Gravidez na adolescência em evidência no Brasil

Enviada em 14/05/2021

No filme ‘‘Preciosa’’, a protagonista sofre com maternidade precoce, devido ao cenário de vulnerabilidade social. Assim como na obra cinematográfica, no Brasil, meninas mais novas enfrentam a realidade, sendo mais frequente entre famílias de baixa renda e pouco acesso à educação. Sendo assim, a gravidez na adolescência em evidência no Brasil deve ser discutida, a fim de combater essa adversidade.

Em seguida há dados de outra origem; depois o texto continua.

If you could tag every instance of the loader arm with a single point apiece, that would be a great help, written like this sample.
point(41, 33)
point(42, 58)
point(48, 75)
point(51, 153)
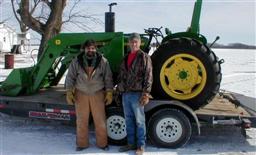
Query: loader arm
point(56, 58)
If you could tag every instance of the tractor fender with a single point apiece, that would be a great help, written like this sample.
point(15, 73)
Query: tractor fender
point(154, 105)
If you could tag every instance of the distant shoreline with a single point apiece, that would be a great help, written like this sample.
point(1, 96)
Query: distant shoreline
point(233, 46)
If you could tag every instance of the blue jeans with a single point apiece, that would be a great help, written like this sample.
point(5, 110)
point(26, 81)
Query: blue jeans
point(134, 118)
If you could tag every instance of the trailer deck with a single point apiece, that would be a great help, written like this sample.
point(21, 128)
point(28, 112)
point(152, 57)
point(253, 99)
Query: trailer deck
point(55, 98)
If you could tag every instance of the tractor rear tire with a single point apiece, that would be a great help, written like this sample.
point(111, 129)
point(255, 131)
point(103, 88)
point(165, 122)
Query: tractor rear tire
point(186, 70)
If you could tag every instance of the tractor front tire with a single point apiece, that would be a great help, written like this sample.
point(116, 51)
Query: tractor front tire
point(186, 70)
point(116, 127)
point(169, 128)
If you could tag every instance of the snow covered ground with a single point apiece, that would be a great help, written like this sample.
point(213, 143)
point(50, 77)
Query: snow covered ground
point(28, 136)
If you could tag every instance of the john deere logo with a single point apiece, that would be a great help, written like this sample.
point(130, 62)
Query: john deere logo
point(57, 42)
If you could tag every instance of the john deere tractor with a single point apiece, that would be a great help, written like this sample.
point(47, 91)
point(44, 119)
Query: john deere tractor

Primordialmente, destaca-se o Artigo 3 da Constituição, no qual, a República deve buscar reduzir as desigualdades sociais e regionais, porém, é notório o não cumprimento desse artigo, visto que, segundo o IBGE, o Brasil é o nono país mais desigual do mundo. Portanto, esses dados revelam a situação do país, na qual, a gravidez precoce abala principalmente populações de baixa renda, já que, não possuem acesso às informações sobre métodos contraceptivos, e, por exemplo, a disponibilização gratuita deles, feito pelo SUS (Sistema Único de Saúde). Dessa forma, tal negligência resulta em jovens vulneráveis, ocasionando a falta de perspectiva no mercado de trabalho, pois, 83% das mães adolescentes não estudam ou trabalham, conforme a Pesquisa Nacional por Amostra de Domicílios, em 2013.

Outrossim, apontam-se as adversidades do acesso a uma educação de qualidade, visto que, a escola e famílias se isentam do papel de informar os alunos sobre os cuidados com a sexualidade, pois, há uma crença que, informações sobre prevenção sexual podem encorajar a se tornarem sexualmente ativos. Portanto, instituições públicas e privadas não proporcionam aulas sobre educação sexual e como se proteger, e, mais uma vez, a falta de informação é fato no controle da diminuição de casos de gravidez na adolescência. Ademais, a escola é o lugar mais seguro para aprender sobre variados assuntos, porque, as fontes são confiáveis, e, caso os alunos não obterem esses conhecimentos, procuraram na internet, ocasionando problemas, uma vez que, existem dados falsos.

Desse modo, deve haver uma intervenção diante desse cenário. Destarte, o Ministério da Educação deve incluir conteúdos relacionados à educação sexual na grade curricular, que, devem ser realizados nas escolas, para garantir o acesso de informações sobre métodos contraceptivos e sexualidade. Sendo assim, alunos serão mais conscientes e informados sobre o assunto, com o objetivo de reduzir os índices de gravidez não planejadas no país.